The estimated absolute impact of the change to the foundation program amount is a decrease of $90.5 million in FY 2022, $81.2 million in FY 2023 and FY $81.1 million in FY 2024, according to the bill details.

SCSD No. 2 Board Chairman Steve Core asked the community to reach out to local representatives to speak against this bill. He said it is in the Wyoming State Consitution that the legislature must fund schools before anything else.

According to Core, the Wyoming Supreme Court ruled the legislature must fund the “basket of goods” which is Wyoming’s education mandates that is put together by the state legislature themselves.

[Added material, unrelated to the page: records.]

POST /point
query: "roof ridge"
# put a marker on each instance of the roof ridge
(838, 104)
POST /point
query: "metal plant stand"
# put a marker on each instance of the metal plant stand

Core said Natrona County Senator Charles Scott was quoted in the Casper Star Tribune recently, saying the legislature will probably be sued over this bill.

“What’s real frustrating, I guess, is we need to do what’s right for kids in this state and we all know what that is, and it makes no sense to me that we’re spending money on lawyers to get what the Constitution and the Supreme Court says they have to supply,” Core said.

Second Round of CARES Act Funding

On Monday, Dean was notified that the second round of Coronavirus Aid, Relief, and Economic Security (CARES) Act funding is making its way to SCSD No. 2. She said preliminary estimates are $2.3 million.

This funding must be used toward COVID-19 Coronavirus related expenditures, and must be used by September 2022. The second round of CARES Act funding cannot be used until the first round is completely spent.

Dean said the majority of the first round of funding has been spent, and that there is about $50,000 of the grant that is not obligated at the moment.

“We have needs and we’ll get through that,” Dean said.

Core said he believes the school district should put a focus on ensuring the entire school district has the technology to be able to move to complete online learning if needed. Trustee Mark Sanders said there should also be a focus on purchasing equipment to ensure the schools are able to continue with on-campus learning. He said there is equipment they can purchase to contain the virus, for example.

“We need to show that we’re putting our foot forward in keeping kids in school safely,” Sanders said.

Vaccine Participation

Superintendent Craig Barringer said 144 members of the SCSD No. 2 staff have volunteered for the COVID-19 vaccine so far. Of those who volunteered, 120 staff members received the vaccination Wednesday. Castle Rock Hospital District will be administering the rest of the vaccines for the first 144 staff members this weekend.

“That’s a great thing,” Barringer said. “Gives us hope.”

More staff members will be able to volunteer for the vaccine shortly, according to Barringer.